Atsheet, Lebanon - From under his anti-blast visor, Rahem Khodr Rasoul carefully supervises his team members as they move their mine detectors into a field littered by thousands of cluster bombs.


The scene in Atsheet, a southern Lebanese village, is one that is common across the country's south these days, as a number of international workers labour daily to clear the area of the deadly bomblets, dropped in the 33-day Israeli war with Lebanon in 2006.

What's different here is that Rasoul, the field supervisor of this particular mission, is not British, German, French, or even Lebanese.
Rasoul comes all the way from war-torn Iraq.

His face wet with sweat under a clear blue February sky, Rasoul says he's come here from neighboring Iraq to ease the miseries of the Lebanese people.
He is a field supervisor working for the Mines Advisory Group (MAG), a British charity that specializes in anti-landmine operations throughout the world.
Close to one million unexploded bombs are estimated to litter southern Lebanon, according to United Nations forces engaged in the hazardous task of removing them.

MAG has been working in southern Lebanon since the August 15, 2006 ceasefire, providing an immediate emergency clearance response to the crisis.
The organization has searched and cleared more than 6.8 million square meters of land, destroyed more than 17,000 remnants, and is still assisting some 450,000 people to live safe and secure lives.

David Horrocks, MAG's programme manager in Lebanon, told Deutsche Presse-Agentur dpa that there are seven "Iraqi field supervisors," among them Rasoul, a Kurdish Iraqi.

Rasoul sees nothing ironic about his decision to come to Lebanon to lend expertise he has gained from working in his own, troubled home. Iraq's northern Kurdish region is currently under attack by Turkish troops to root out Kurdish rebels, and tracts of Iraqi land are also badly in need of de-mining.
"I have been working with MAG for the past 16 years," Rasoul told dpa.

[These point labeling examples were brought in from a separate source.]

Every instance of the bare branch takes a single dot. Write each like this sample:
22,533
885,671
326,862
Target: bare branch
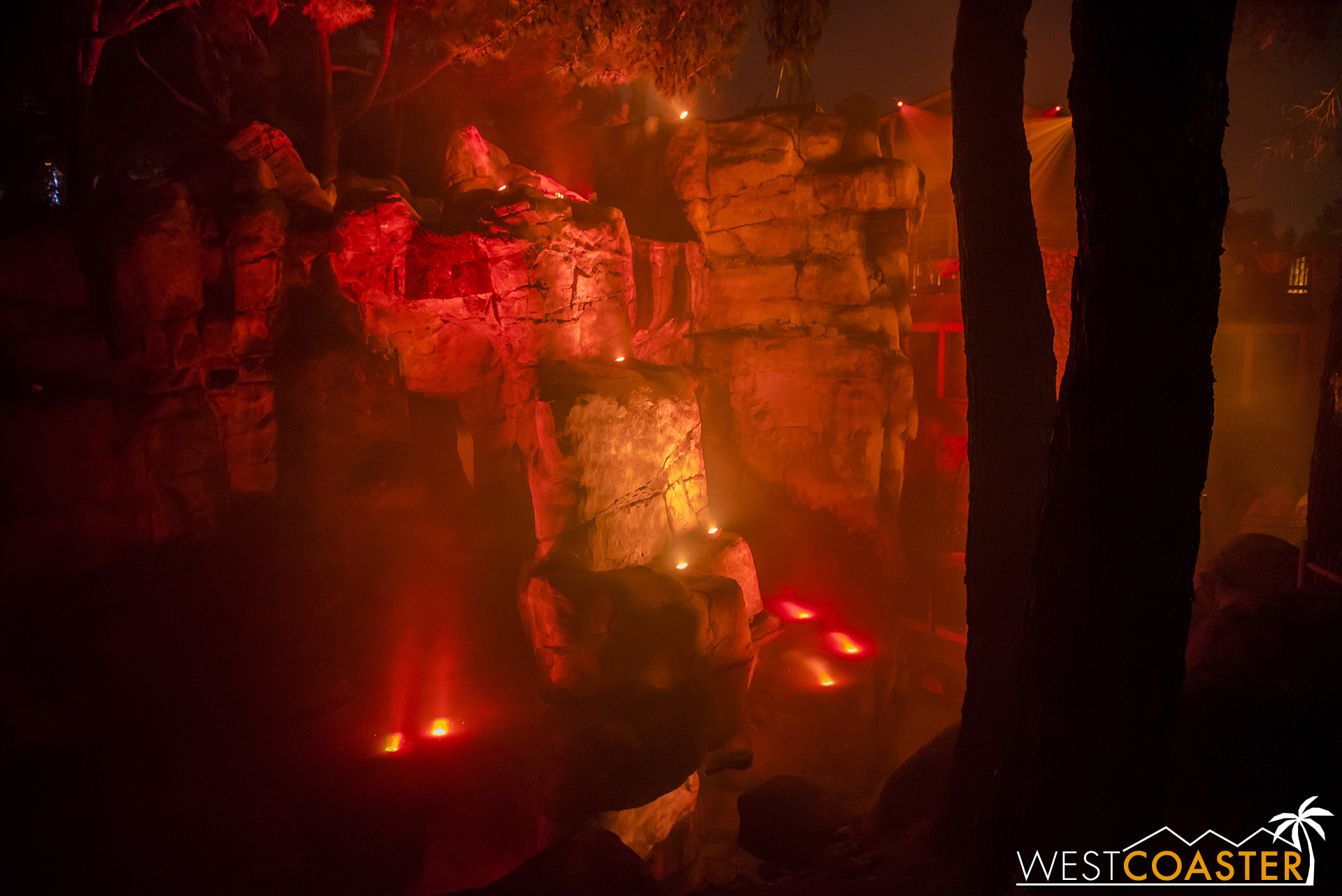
141,15
172,90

He spends his time carefully watching over his team of de-miners as they scrape away the dry, stony earth, hoping to uncover the mines hidden beneath. Silence envelopes the area because no de-miner can afford to switch off for a second - after all, any mistake could well be his last.
'When we started, 90 per cent of the (bombs) were above the land,' he explained.

'After the winter, 70 per cent are now covered under the sand and only 30 are located on the surface, making our mission a bit slower.'
Rasoul explained that he came to Lebanon to ease the miseries of the people affected by the crisis since July 2006.

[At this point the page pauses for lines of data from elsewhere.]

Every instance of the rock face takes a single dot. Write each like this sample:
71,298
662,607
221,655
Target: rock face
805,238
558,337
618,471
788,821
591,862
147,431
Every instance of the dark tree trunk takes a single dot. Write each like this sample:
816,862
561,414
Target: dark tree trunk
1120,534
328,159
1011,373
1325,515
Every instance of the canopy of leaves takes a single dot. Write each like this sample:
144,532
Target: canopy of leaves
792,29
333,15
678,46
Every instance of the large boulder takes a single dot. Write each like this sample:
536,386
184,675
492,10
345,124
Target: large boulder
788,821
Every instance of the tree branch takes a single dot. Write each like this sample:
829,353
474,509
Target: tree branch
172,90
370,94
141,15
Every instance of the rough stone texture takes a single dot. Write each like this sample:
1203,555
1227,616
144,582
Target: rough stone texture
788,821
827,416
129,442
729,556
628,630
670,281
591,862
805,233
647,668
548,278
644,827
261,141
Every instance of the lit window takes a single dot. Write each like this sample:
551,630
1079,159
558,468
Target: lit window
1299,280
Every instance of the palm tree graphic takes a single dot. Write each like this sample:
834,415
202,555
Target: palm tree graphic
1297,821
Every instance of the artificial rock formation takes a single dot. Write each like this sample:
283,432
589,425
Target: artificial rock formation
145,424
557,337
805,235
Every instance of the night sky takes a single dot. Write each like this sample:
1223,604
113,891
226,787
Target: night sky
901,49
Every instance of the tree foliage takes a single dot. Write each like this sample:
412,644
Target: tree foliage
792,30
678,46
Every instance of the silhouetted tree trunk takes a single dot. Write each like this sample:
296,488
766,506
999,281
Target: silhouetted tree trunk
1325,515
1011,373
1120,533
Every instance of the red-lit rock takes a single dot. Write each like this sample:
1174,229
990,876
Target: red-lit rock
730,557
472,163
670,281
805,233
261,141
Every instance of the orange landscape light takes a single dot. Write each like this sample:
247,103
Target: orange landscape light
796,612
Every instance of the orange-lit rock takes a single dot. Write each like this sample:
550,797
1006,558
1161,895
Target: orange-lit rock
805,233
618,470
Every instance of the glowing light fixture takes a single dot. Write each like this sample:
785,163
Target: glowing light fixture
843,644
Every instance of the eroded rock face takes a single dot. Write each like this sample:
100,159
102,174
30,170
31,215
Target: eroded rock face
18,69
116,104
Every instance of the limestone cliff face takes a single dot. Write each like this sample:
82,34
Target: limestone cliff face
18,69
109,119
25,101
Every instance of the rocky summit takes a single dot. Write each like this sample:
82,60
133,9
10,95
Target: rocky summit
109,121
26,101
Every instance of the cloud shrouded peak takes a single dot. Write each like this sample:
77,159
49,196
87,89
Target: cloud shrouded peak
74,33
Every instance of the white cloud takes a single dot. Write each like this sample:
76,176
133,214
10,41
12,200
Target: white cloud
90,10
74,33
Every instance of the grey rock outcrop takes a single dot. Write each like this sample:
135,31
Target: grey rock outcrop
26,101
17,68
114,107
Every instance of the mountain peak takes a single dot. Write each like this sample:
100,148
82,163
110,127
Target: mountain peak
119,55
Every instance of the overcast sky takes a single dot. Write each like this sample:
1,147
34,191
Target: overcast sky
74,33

'It gives me great pleasure just to see the smile on the people's faces like Ali Hayek,' Rasoul said.

Ali Hayek, from the village of Atsheet, told dpa that thanks to the efforts of the MAG de-mining team - with the help of supervisors like Rasoul and the support of the German government - this was the first time since the war ended that he has been able to walk on the road leading to his house.

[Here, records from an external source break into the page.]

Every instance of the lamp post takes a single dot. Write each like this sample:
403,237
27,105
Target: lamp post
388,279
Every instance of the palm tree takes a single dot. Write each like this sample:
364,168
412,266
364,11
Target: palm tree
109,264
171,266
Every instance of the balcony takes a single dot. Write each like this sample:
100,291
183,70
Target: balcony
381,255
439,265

"The MAG teams who are funded by the German government helped fulfil my dream, and cleared all the area around my house enabling me to reach it safely," Ali told dpa and a German delegation headed by the German ambassador in Lebanon, Hansjoerg Haber.

Germany is supporting MAG's operation titled 'Conflict Recovery Programme for Lebanon' with a budget of 330,000 euros (499,000 dollars). Germany is funding eight mine action teams and two technical field managers.

"This German contribution enables us to extend the task and we can work until the job is done," MAG'S technical operations manager Andy Gleeson said.
But for Rasoul and his team, the main task is to believe that they will complete the job one day, sparing and protecting people from the killing fields. But he warned that the operation in Lebanon will take at least five years to be completed.

"What I saw on the maps will take at least five years to clear 70 per cent of the littered land," Rasoul said, with sadness.